Every volunteer gets their own individual login at no extra charge, so there is no per-user maths to do - the reason library software that doesn't charge per user matters most to a small team. And because it runs in the browser, any volunteer can open the catalogue from home, from a phone, or from the desk, with the data in one place for all of them.
The home page is a live demo - add a book, give it two copies, and lend them to two people, with no download, no account, and no card. For the wider picture of what these tools charge and why, what library software really costs and why library software is so expensive both cover the ground.

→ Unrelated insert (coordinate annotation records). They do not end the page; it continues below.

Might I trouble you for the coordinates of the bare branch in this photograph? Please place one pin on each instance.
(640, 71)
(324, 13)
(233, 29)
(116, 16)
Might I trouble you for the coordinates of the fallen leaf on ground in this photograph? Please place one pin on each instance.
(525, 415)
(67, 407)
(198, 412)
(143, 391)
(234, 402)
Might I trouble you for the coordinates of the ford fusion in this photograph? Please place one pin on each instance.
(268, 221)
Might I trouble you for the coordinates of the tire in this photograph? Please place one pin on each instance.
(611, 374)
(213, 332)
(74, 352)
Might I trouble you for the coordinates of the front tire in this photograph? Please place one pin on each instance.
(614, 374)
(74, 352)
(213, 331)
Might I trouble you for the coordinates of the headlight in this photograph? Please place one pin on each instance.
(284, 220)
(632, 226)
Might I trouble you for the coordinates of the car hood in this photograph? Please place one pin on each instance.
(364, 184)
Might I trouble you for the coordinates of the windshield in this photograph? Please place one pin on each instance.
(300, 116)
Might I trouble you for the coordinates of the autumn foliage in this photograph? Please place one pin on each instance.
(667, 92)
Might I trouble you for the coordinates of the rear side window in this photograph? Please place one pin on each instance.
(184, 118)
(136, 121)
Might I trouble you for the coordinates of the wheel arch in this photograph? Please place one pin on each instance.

Who should stay with ResourceMate
ResourceMate does several things Your Book Nest deliberately does not, and a library that needs them should stay put. It imports and exports MARC records and pulls from the Library of Congress; it runs a public web catalogue; it manages holds and a reserve shelf; it collects fines and fees; it has a circulation rules engine and deep, customisable reports. It also runs entirely offline, and if you forgo the support plan the licence really is a one-time cost with no recurring bill at all.
If offline desktop ownership matters more to you than browsing from home, or if you need MARC, a public catalogue, or fines, ResourceMate earns its price. Your Book Nest is for the library that wants none of that and just wants to lend its books simply, from anywhere, for one flat yearly figure.